Well as you know I grow up in Australia and I am East Asian. The world that I grow up with has always been materialistic, and as my education is mainly done in Australia, vast majority of our textbooks come from the US.
I have lived 6 months in Australia, and all I can say is that I see it as a small version of the US South (Queensland would be Florida, and the rest would be mostly Texas, California and what's in between). I noticed that North-East Asians are much closer to the Americans than the Europeans, for their materialism, self-centrism, ignorance of the world, emphasis of education to get a job rather than to form the mind and give the passion to learn, etc.
These are countries where money make your respected, while in Europe people try to hide their money so as not to engender envy, jealousy and troubles.
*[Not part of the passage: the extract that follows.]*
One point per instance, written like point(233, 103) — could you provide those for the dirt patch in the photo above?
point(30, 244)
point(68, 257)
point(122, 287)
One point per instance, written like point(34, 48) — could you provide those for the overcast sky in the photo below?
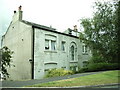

In the USA, Australia and East Asia, people's aim in life is to be rich, get married and have children; in Europe it is to be happy, with or without being riched or being married. Let's say that Europeans have a much more philosophical approach and value more quality of life over symbols and status. In a sense, Europeans care less about what other people think of them, they are more independent-minded.
Europe is not a society of "losers" and "winners" like in the US and East Asia. What makes you respected is your education, your behaviour, your manners or general knowledge, your kindness, your talent, possibly even your lineage (e.g. nobility), BUT not your money or your job title. Here ministers, who have special car plates, change their car plates to normal ones for discretion's sake (they put their ministerial plate behind the windscreen when parked in areas reserved for government cars to prove their identity). I think it reflects well this difference of mentality. In East Asia, modesty is usually valued, but when it comes to money, I was shocked to find out that showing off was not only okay, but almost necessary to gain people's respect.